少年トッパ

『<映画の見方>がわかる本』を読んで。



●『<映画の見方>がわかる本 『2001年宇宙の旅』から『未知との遭遇』まで』 町山智浩 洋泉社

 これは2002年に出た本だけど、最近やっとこさ読んだ。いやぁ、こんなに面白いなら、もっと早く読めば良かった。とにかくもう、勉強になることが満載なのだ。作り手の「苦し紛れ」から傑作が生まれ、観客や批評家の勘違いや思い込みや曲解や拡大解釈が傑作を傑作たらしめる——そういった事例が多いことも、改めて感じさせられた。

 あまりにも有名な話だけど、『あしたのジョー』で力石徹が減量する羽目になったのは、原作者である高森朝雄(=梶原一騎)が当初から想定していたアイデアではない。作画を担当したちばてつやが、矢吹丈よりも力石徹を遙かに大柄な男として描いてしまったから、辻褄を合わせるために「力石がジョーと戦うために階級を落とす→無茶な減量を自らに課す」という展開にしたのだ。しかし、その苦し紛れの策が劇的で緊張感に満ちた物語を生み、社会現象となるまでの傑作へと化けさせたのである。

 この本で取り上げられた『2001年宇宙の旅』や『地獄の黙示録』も、数多くの「苦し紛れ」を経て世に放たれた作品だそうだ。そして、無数の勘違いや曲解による賛辞を得て、映画史に残る作品となったようである。その経緯は、まったくもって面白い。小説やマンガならば、まだ作者本人の手で内容を比較的容易に修正できるけど、巨額の予算が必要な映画では、監督やプロデューサーといえどもそうそう簡単に手を入れることなどできないもんね。そう考えると、『地獄の黙示録』に関わった者たちは、きっと胃に穴が空くほどの想いを数え切れないほど味わったのだろう。マーロン・ブランドをぶっ殺したい、と思った者もマジで多かったろうね。
 面白いのは、『2001年宇宙の旅』にせよ『地獄の黙示録』にせよ、「あえて難解に見せる」という方法が功を奏していることだ。一般大衆は「意味が分からん!」と正直に言うけど、インテリや知識人は分かったような振りをして自分の解釈を述べ、褒め称えるわけである。誤解を恐れずに言えば、そういったせせこましい選民意識こそが「苦し紛れの産物」に「確信犯的に生み出された難解な傑作」というラベルを貼ったのだろう。ちなみに『2001年宇宙の旅』には、もともと内容を説明するナレーションが付いていたんだって。それを省いたら、そりゃ訳が分からなくなるのは当然でしょ。

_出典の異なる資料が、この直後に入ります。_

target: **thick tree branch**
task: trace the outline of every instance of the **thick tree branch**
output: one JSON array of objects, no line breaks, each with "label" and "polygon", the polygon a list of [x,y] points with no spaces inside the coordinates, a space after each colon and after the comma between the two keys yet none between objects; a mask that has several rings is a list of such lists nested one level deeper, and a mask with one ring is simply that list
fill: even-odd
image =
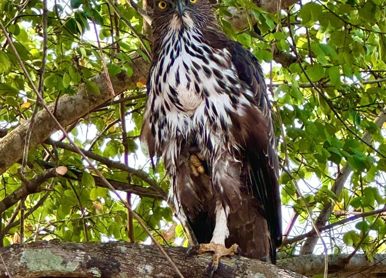
[{"label": "thick tree branch", "polygon": [[[127,76],[122,72],[112,78],[114,91],[117,93],[134,86],[137,82],[146,78],[142,73],[146,74],[149,65],[143,59],[136,60],[135,66],[132,66],[137,70],[131,76]],[[111,98],[104,73],[95,76],[91,81],[98,86],[100,93],[88,93],[84,85],[82,85],[74,95],[66,95],[59,99],[56,116],[62,126],[68,125]],[[52,104],[50,106],[52,110],[54,106]],[[37,114],[36,121],[31,136],[30,148],[41,144],[58,129],[54,121],[44,110]],[[0,174],[22,157],[24,142],[29,122],[29,120],[26,120],[0,140],[0,157],[2,158]]]},{"label": "thick tree branch", "polygon": [[[165,247],[186,278],[209,277],[209,253],[185,259],[186,249]],[[14,244],[0,249],[10,275],[0,264],[0,278],[162,277],[174,278],[174,270],[156,248],[124,242],[61,243],[57,241]],[[216,278],[302,278],[275,266],[244,258],[222,258]]]},{"label": "thick tree branch", "polygon": [[61,166],[45,171],[29,180],[23,181],[21,186],[0,202],[0,214],[29,194],[40,192],[40,186],[43,183],[51,178],[63,175],[66,171],[66,167]]},{"label": "thick tree branch", "polygon": [[[385,112],[386,112],[386,107],[384,107],[383,110],[379,113],[378,117],[374,120],[374,123],[378,127],[382,127],[386,121]],[[369,131],[366,131],[362,136],[362,139],[368,142],[371,141],[371,134]],[[331,190],[335,193],[335,195],[339,196],[340,194],[343,189],[343,186],[352,171],[349,166],[349,163],[346,162],[340,170],[338,177],[335,180],[335,182],[331,188]],[[325,225],[331,215],[334,205],[334,203],[330,203],[323,206],[317,220],[317,224],[318,227]],[[314,249],[318,242],[318,240],[317,237],[314,237],[307,238],[301,248],[301,254],[302,255],[312,254],[313,252]]]},{"label": "thick tree branch", "polygon": [[[211,254],[185,259],[185,248],[166,247],[165,250],[186,278],[209,277],[207,270]],[[0,278],[176,277],[173,269],[155,246],[122,241],[37,242],[3,247],[0,249],[0,253],[10,275],[7,276],[4,265],[0,263]],[[386,274],[384,254],[375,255],[372,261],[364,254],[356,254],[349,263],[345,264],[343,259],[346,256],[329,256],[330,275],[376,278]],[[323,255],[307,255],[279,260],[275,266],[244,258],[224,257],[214,277],[303,278],[302,275],[311,276],[323,273]]]}]

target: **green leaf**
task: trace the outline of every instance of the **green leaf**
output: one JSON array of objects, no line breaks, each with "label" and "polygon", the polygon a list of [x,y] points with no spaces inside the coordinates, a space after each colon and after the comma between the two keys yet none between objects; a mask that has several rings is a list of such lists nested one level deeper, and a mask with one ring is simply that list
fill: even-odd
[{"label": "green leaf", "polygon": [[313,82],[318,81],[324,76],[324,68],[319,64],[315,64],[312,67],[308,69],[310,78]]},{"label": "green leaf", "polygon": [[353,170],[362,171],[366,168],[366,160],[361,157],[354,154],[348,158],[347,162],[350,168]]},{"label": "green leaf", "polygon": [[71,77],[70,76],[70,75],[66,73],[63,76],[63,86],[64,86],[64,88],[66,88],[69,86],[71,82]]},{"label": "green leaf", "polygon": [[361,206],[361,204],[362,202],[361,201],[360,197],[356,197],[350,202],[350,205],[354,208],[357,208]]},{"label": "green leaf", "polygon": [[110,76],[116,75],[122,71],[120,68],[115,64],[110,64],[108,65],[107,70],[108,71],[108,73],[110,75]]},{"label": "green leaf", "polygon": [[354,231],[349,231],[343,236],[343,242],[349,246],[355,246],[360,241],[361,237]]},{"label": "green leaf", "polygon": [[330,67],[328,70],[328,73],[331,83],[338,88],[340,88],[341,82],[339,68],[337,66]]},{"label": "green leaf", "polygon": [[95,182],[92,175],[89,173],[84,172],[82,175],[81,184],[85,187],[90,188],[95,186]]},{"label": "green leaf", "polygon": [[5,104],[10,106],[17,107],[19,107],[19,103],[16,101],[15,98],[13,97],[7,97],[5,99]]},{"label": "green leaf", "polygon": [[96,84],[89,80],[86,80],[86,89],[88,93],[92,93],[99,95],[100,93],[99,88]]},{"label": "green leaf", "polygon": [[70,6],[73,8],[78,8],[82,3],[83,3],[83,0],[71,0],[70,1]]}]

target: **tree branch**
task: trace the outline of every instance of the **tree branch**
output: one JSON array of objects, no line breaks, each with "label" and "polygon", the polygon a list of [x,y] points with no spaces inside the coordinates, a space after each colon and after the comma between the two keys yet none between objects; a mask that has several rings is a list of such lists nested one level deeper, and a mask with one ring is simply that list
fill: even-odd
[{"label": "tree branch", "polygon": [[[165,249],[186,278],[208,277],[207,267],[211,254],[185,259],[186,249]],[[7,276],[4,265],[0,264],[0,278],[176,277],[173,269],[155,246],[122,241],[40,241],[13,244],[0,249],[0,254],[10,273]],[[364,254],[357,254],[346,264],[343,260],[347,255],[329,255],[330,274],[353,278],[376,278],[386,274],[385,254],[374,255],[372,261]],[[310,276],[323,273],[323,255],[307,255],[279,260],[278,265],[274,266],[242,257],[223,257],[215,277],[303,278],[302,275]]]},{"label": "tree branch", "polygon": [[[186,249],[165,247],[169,255],[186,278],[208,277],[212,254],[185,259]],[[0,266],[0,278],[46,276],[82,278],[174,278],[174,270],[152,246],[122,241],[61,243],[58,241],[14,244],[2,248],[5,265]],[[303,278],[301,275],[257,260],[223,257],[217,278]]]},{"label": "tree branch", "polygon": [[[117,93],[123,92],[133,85],[139,80],[146,78],[142,72],[147,72],[149,64],[142,58],[136,60],[137,68],[133,75],[129,77],[124,72],[113,76],[112,83],[114,90]],[[135,66],[131,65],[133,68]],[[61,97],[58,103],[56,116],[62,126],[66,126],[98,106],[111,99],[106,80],[105,75],[102,73],[91,78],[99,88],[99,94],[88,93],[85,86],[82,84],[78,87],[73,95],[65,95]],[[49,106],[53,110],[54,104]],[[58,130],[55,122],[45,110],[38,112],[34,128],[32,131],[29,147],[36,147],[49,137],[53,132]],[[0,141],[0,174],[4,172],[14,163],[22,157],[23,146],[25,140],[30,120],[26,120]]]},{"label": "tree branch", "polygon": [[[59,141],[54,141],[51,139],[48,139],[46,140],[45,142],[49,145],[53,145],[55,144],[57,147],[64,149],[74,153],[77,152],[76,150],[74,147],[67,143],[64,143],[63,142]],[[136,176],[141,179],[144,181],[148,183],[153,189],[158,192],[159,194],[164,196],[164,198],[165,200],[167,198],[167,194],[166,192],[164,191],[164,190],[160,187],[158,184],[157,183],[157,182],[154,180],[152,179],[149,176],[147,173],[146,172],[141,170],[139,170],[132,168],[128,166],[126,166],[120,162],[110,160],[108,158],[98,155],[91,152],[86,151],[83,149],[81,149],[81,150],[87,157],[94,160],[99,161],[110,168],[115,168],[126,171],[135,176]]]},{"label": "tree branch", "polygon": [[[383,108],[383,110],[379,112],[378,117],[374,120],[374,123],[378,127],[381,127],[383,124],[386,122],[386,107]],[[369,131],[366,131],[363,134],[362,139],[367,142],[369,142],[371,140],[372,134]],[[331,188],[331,190],[336,196],[339,196],[343,189],[347,178],[352,171],[352,170],[349,166],[349,163],[346,162],[343,166],[340,172],[338,175],[338,177],[335,180],[335,182]],[[319,216],[317,219],[317,223],[318,226],[325,225],[328,219],[332,212],[335,204],[333,203],[326,204],[323,206],[322,210],[319,214]],[[314,249],[318,242],[318,238],[311,237],[308,237],[306,240],[304,244],[302,247],[301,253],[302,255],[311,254],[313,252]]]}]

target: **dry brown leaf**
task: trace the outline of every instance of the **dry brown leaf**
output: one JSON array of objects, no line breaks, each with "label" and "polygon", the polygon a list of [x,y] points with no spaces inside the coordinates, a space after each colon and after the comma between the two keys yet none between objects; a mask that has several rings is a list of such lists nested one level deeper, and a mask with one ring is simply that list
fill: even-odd
[{"label": "dry brown leaf", "polygon": [[143,88],[144,86],[145,85],[141,81],[138,81],[137,82],[137,86],[140,89]]},{"label": "dry brown leaf", "polygon": [[65,166],[59,166],[55,171],[59,175],[63,176],[67,172],[67,168]]},{"label": "dry brown leaf", "polygon": [[100,212],[103,212],[103,205],[98,201],[93,201],[93,205]]},{"label": "dry brown leaf", "polygon": [[30,106],[30,102],[24,102],[24,103],[22,104],[21,105],[20,105],[20,107],[22,108],[28,108]]},{"label": "dry brown leaf", "polygon": [[17,232],[15,232],[14,234],[14,237],[12,239],[12,241],[14,244],[15,243],[19,243],[20,242],[20,236],[19,236],[19,234]]}]

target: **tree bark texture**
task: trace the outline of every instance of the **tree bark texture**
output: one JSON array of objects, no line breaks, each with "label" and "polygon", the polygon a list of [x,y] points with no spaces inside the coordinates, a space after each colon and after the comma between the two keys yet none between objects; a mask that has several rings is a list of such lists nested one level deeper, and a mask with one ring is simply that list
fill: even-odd
[{"label": "tree bark texture", "polygon": [[[210,253],[185,259],[186,248],[164,248],[185,278],[209,277]],[[155,246],[123,241],[40,241],[14,244],[0,249],[0,254],[3,261],[0,262],[0,278],[178,277]],[[347,256],[329,256],[330,276],[376,278],[386,274],[384,254],[375,255],[372,261],[357,254],[346,264],[343,260]],[[323,255],[308,255],[279,260],[274,266],[244,258],[223,258],[213,278],[305,278],[302,275],[323,273],[324,259]]]},{"label": "tree bark texture", "polygon": [[[136,60],[135,65],[131,65],[136,69],[133,75],[128,76],[122,72],[111,77],[114,90],[116,93],[127,90],[135,86],[137,82],[146,78],[149,66],[143,59]],[[146,80],[146,79],[145,79]],[[58,102],[55,116],[63,126],[66,126],[86,115],[89,112],[108,100],[111,95],[104,73],[91,79],[99,88],[100,93],[87,92],[85,86],[82,85],[73,95],[67,95],[61,97]],[[50,108],[53,110],[54,103]],[[23,150],[25,134],[29,125],[30,120],[9,132],[0,140],[0,174],[4,173],[14,163],[23,156]],[[54,121],[45,110],[38,112],[31,134],[29,147],[36,147],[48,138],[53,133],[58,130]]]},{"label": "tree bark texture", "polygon": [[[185,278],[209,277],[210,254],[185,258],[186,249],[165,247]],[[123,241],[108,243],[41,241],[0,249],[0,278],[174,278],[175,270],[155,246]],[[9,275],[7,271],[9,271]],[[303,278],[256,260],[222,258],[213,278]]]}]

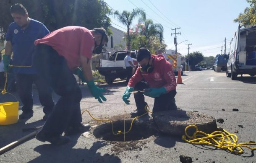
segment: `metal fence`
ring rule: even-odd
[[[96,68],[99,67],[99,61],[101,59],[108,60],[109,57],[109,53],[102,52],[99,54],[95,54],[91,57],[91,70],[95,71]]]

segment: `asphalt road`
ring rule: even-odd
[[[184,73],[182,79],[184,84],[177,87],[175,99],[178,107],[185,111],[197,111],[216,119],[223,118],[224,123],[217,123],[217,125],[232,133],[238,130],[239,133],[236,134],[238,143],[256,141],[256,77],[238,77],[234,81],[227,78],[224,72],[207,70]],[[131,104],[124,107],[122,95],[125,86],[124,81],[101,85],[107,90],[105,95],[107,99],[102,104],[91,97],[86,85],[81,86],[83,95],[81,110],[88,109],[99,118],[111,119],[118,116],[120,119],[123,117],[129,118],[128,115],[136,109],[136,106],[132,95]],[[34,116],[16,124],[0,126],[0,148],[30,133],[23,132],[22,128],[43,124],[42,107],[36,90],[33,93]],[[16,93],[14,95],[18,99]],[[13,101],[9,95],[0,96],[0,102]],[[55,101],[58,98],[54,95]],[[146,97],[146,101],[152,108],[152,98]],[[239,111],[233,111],[234,108]],[[85,123],[94,121],[86,114],[83,118]],[[238,125],[243,125],[243,128]],[[178,163],[179,156],[184,155],[191,157],[194,163],[256,163],[254,151],[244,147],[243,154],[234,155],[215,147],[188,144],[180,137],[156,134],[138,142],[139,147],[127,150],[125,146],[131,145],[132,142],[111,143],[96,138],[91,134],[93,132],[72,136],[70,143],[60,146],[32,139],[0,155],[0,162]],[[117,152],[119,148],[125,150]]]

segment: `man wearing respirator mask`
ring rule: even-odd
[[[88,125],[81,123],[81,91],[73,73],[87,83],[92,96],[102,103],[104,91],[94,84],[91,67],[93,53],[99,54],[108,41],[103,28],[90,30],[68,26],[57,30],[35,41],[33,66],[60,98],[42,130],[39,140],[60,145],[69,141],[70,135],[87,131]],[[78,67],[81,66],[81,68]],[[65,136],[62,136],[64,132]]]
[[[146,112],[144,95],[154,98],[153,113],[177,110],[174,98],[177,85],[170,63],[162,55],[151,55],[145,48],[139,49],[137,60],[140,66],[130,79],[123,96],[123,101],[130,104],[128,99],[133,91],[145,90],[133,93],[137,110],[134,113],[138,116]]]

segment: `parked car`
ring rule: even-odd
[[[230,42],[227,77],[235,80],[238,75],[256,75],[256,25],[241,28]]]
[[[124,79],[127,77],[124,58],[128,51],[131,52],[133,65],[136,66],[133,70],[133,74],[138,65],[136,59],[137,52],[135,50],[117,51],[110,56],[109,60],[100,59],[100,67],[96,67],[96,69],[99,70],[100,74],[105,76],[105,80],[108,84],[112,84],[117,78]]]
[[[201,71],[202,67],[200,66],[196,66],[195,67],[195,71]]]

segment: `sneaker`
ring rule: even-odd
[[[18,116],[18,119],[24,119],[31,118],[33,116],[33,112],[29,112],[27,113],[23,112]]]
[[[39,131],[36,135],[36,139],[42,142],[48,142],[55,145],[62,145],[69,142],[70,139],[66,136],[58,135],[54,137],[47,137],[45,134]]]
[[[84,124],[80,123],[78,126],[76,127],[68,127],[64,131],[64,133],[65,135],[70,135],[78,133],[81,133],[89,131],[90,128],[91,128],[91,126],[88,124]]]

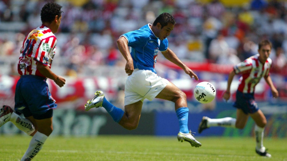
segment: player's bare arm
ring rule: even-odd
[[[272,95],[273,97],[277,98],[279,96],[279,94],[277,89],[274,86],[272,81],[272,80],[271,79],[271,77],[270,75],[268,75],[266,77],[264,77],[264,79],[265,80],[265,81],[267,84],[271,88],[271,91],[272,92]]]
[[[176,55],[168,48],[166,51],[162,51],[162,53],[165,58],[178,66],[183,69],[185,73],[189,75],[190,77],[194,77],[195,80],[198,80],[197,75],[178,58]]]
[[[228,76],[228,79],[227,80],[227,87],[226,88],[226,90],[223,93],[223,95],[222,97],[224,99],[227,101],[230,98],[230,86],[231,85],[231,82],[233,80],[234,76],[235,75],[235,72],[234,71],[232,71],[230,72]]]
[[[131,75],[134,69],[133,62],[129,53],[129,50],[127,45],[127,40],[124,37],[122,36],[118,39],[117,43],[118,44],[119,50],[127,61],[127,63],[125,68],[126,73],[128,75]]]
[[[40,63],[38,63],[37,65],[37,69],[43,75],[54,80],[59,87],[62,87],[65,84],[65,78],[53,73],[48,65],[44,65]]]

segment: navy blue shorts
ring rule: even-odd
[[[44,78],[33,75],[22,76],[16,85],[15,110],[25,117],[33,116],[40,120],[50,118],[56,100],[49,91]]]
[[[246,114],[253,113],[259,109],[254,100],[254,93],[243,93],[238,90],[236,92],[236,100],[233,105],[242,110]]]

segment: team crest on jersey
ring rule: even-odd
[[[38,40],[37,37],[40,37],[44,34],[42,33],[39,33],[40,31],[38,30],[37,31],[34,32],[30,35],[30,36],[28,37],[28,39],[35,39],[36,41]]]
[[[260,71],[260,69],[259,68],[254,68],[254,70],[253,71],[253,72],[255,73],[258,73]]]

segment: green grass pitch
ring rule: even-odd
[[[287,139],[265,138],[271,158],[255,152],[253,138],[200,137],[202,144],[191,147],[174,137],[99,135],[51,136],[33,161],[287,161]],[[0,135],[2,161],[18,160],[25,153],[30,136]]]

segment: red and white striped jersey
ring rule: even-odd
[[[258,59],[259,56],[259,54],[257,54],[234,66],[235,73],[242,75],[239,79],[239,91],[245,93],[254,93],[255,86],[261,78],[270,74],[272,61],[268,58],[262,64]]]
[[[57,44],[55,35],[44,25],[30,32],[20,50],[18,64],[19,74],[46,77],[37,70],[36,65],[41,63],[51,68]]]

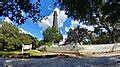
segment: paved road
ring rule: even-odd
[[[3,59],[0,67],[120,67],[120,56],[104,58],[30,58]]]

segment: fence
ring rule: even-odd
[[[57,46],[49,47],[49,52],[69,52],[69,51],[80,51],[80,52],[109,52],[120,50],[120,43],[116,44],[97,44],[97,45],[79,45],[79,46]]]

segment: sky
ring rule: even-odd
[[[34,2],[34,1],[33,1]],[[54,6],[54,0],[41,0],[41,15],[45,16],[39,23],[32,23],[31,20],[27,20],[25,24],[19,26],[20,30],[25,33],[29,33],[36,37],[38,40],[43,39],[42,33],[47,27],[51,27],[53,24],[53,12],[57,11],[58,14],[58,27],[63,35],[63,38],[67,38],[67,32],[70,28],[74,29],[79,24],[78,21],[74,21],[71,18],[67,18],[65,11],[60,11],[58,6]],[[86,27],[82,25],[82,27]],[[88,29],[93,30],[90,26]]]
[[[32,0],[32,2],[35,2]],[[68,18],[65,15],[65,11],[60,11],[58,6],[54,6],[54,0],[41,0],[41,15],[45,16],[43,20],[39,23],[32,23],[30,19],[26,21],[25,24],[18,26],[23,33],[28,33],[38,40],[42,40],[43,36],[42,33],[47,27],[51,27],[53,24],[53,12],[57,11],[58,14],[58,28],[59,31],[62,33],[63,38],[67,38],[67,32],[70,28],[74,29],[78,25],[84,28],[88,28],[88,30],[94,30],[92,26],[85,26],[78,21],[74,21],[71,18]],[[23,13],[24,14],[24,13]],[[9,18],[5,18],[6,21],[10,21]]]

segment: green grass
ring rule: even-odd
[[[41,56],[46,52],[40,52],[38,50],[26,50],[24,54],[29,54],[30,56]],[[16,57],[22,55],[22,51],[0,51],[0,57]]]

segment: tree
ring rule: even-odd
[[[54,43],[59,43],[60,40],[63,39],[62,34],[58,31],[58,29],[54,27],[48,27],[44,32],[43,32],[43,39],[45,42],[54,42]]]
[[[38,47],[38,40],[20,30],[10,23],[2,23],[0,27],[0,49],[1,50],[21,50],[22,44],[32,44],[33,48]]]
[[[120,18],[120,4],[117,0],[59,0],[59,5],[68,17],[84,21],[86,25],[105,28],[109,33],[110,43],[115,42],[114,32]]]
[[[30,0],[1,0],[0,16],[8,17],[18,25],[24,24],[28,18],[37,22],[40,19],[40,0],[36,3]]]

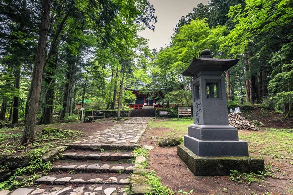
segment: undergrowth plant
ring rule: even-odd
[[[230,170],[230,179],[239,183],[246,183],[250,184],[253,183],[259,183],[263,181],[266,177],[274,178],[273,171],[269,165],[266,165],[265,170],[258,171],[258,173],[240,173],[237,170]]]
[[[46,175],[52,170],[51,162],[45,162],[42,158],[42,156],[52,148],[56,147],[56,145],[48,144],[41,148],[36,148],[32,150],[30,153],[30,164],[25,167],[17,168],[17,171],[14,174],[7,180],[0,183],[0,190],[11,189],[19,187],[29,186],[33,184],[34,181],[41,177],[41,172]],[[59,151],[61,153],[66,150],[63,148]],[[16,176],[24,174],[30,175],[28,179],[22,181],[14,180]]]
[[[139,174],[146,176],[145,183],[152,187],[152,191],[146,195],[173,195],[175,192],[168,188],[167,186],[163,186],[161,181],[162,178],[156,176],[154,171],[151,172],[141,172]]]

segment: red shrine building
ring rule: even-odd
[[[157,102],[155,99],[149,95],[146,95],[139,92],[139,90],[130,89],[132,91],[133,93],[136,96],[136,99],[134,101],[134,103],[129,104],[129,107],[134,109],[141,109],[142,108],[162,108],[163,106]],[[160,96],[162,96],[162,94],[158,93]]]

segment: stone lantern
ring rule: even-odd
[[[236,65],[239,59],[214,58],[209,50],[203,50],[200,56],[201,58],[193,58],[189,66],[182,73],[184,76],[193,77],[194,124],[188,127],[188,135],[184,136],[184,146],[178,146],[178,155],[188,166],[189,162],[186,155],[190,154],[190,151],[196,155],[193,158],[195,160],[193,164],[199,159],[204,159],[206,163],[207,160],[215,160],[209,156],[243,156],[242,160],[245,160],[243,162],[247,163],[247,160],[251,160],[248,157],[247,142],[239,140],[238,130],[229,125],[225,83],[222,75],[224,71]],[[210,160],[210,165],[214,171],[199,173],[196,164],[196,169],[189,168],[197,170],[193,171],[195,175],[226,175],[233,169],[233,166],[227,165],[227,161],[217,167],[213,160]],[[237,164],[239,162],[236,164],[241,166]],[[262,165],[256,169],[263,170],[263,167],[262,160]],[[215,171],[217,170],[224,170]]]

 この本を読んで痛感したのは、ここに取り上げられた作品をリアルタイムで観たかった、ということである。『2001年宇宙の旅』も『俺たちに明日はない』も『卒業』も『時計じかけのオレンジ』も僕はリバイバル上映で観たわけだが、封切り当時の時代の空気の中で観れば、きっと感じることは大きく違っていただろう。僕が映画を観るようになったのは1980年頃。この本の中の言葉を借りれば、ハリウッドで「見世物」から「作品」になった映画が、志を見失って「製品」になった時代である。

 1967〜1976年のハリウッド映画について、町山氏はこんな風に書いている。

 その当時、映画館に行くことは現実からの逃避ではなく、現実の問題に向き合わされることだったのです。
                              <P.5より>

 ああ、その時代に10代後半か20代でいたかった! まあ、そうだったとしても、大した人物にゃなれなかったろうけどね。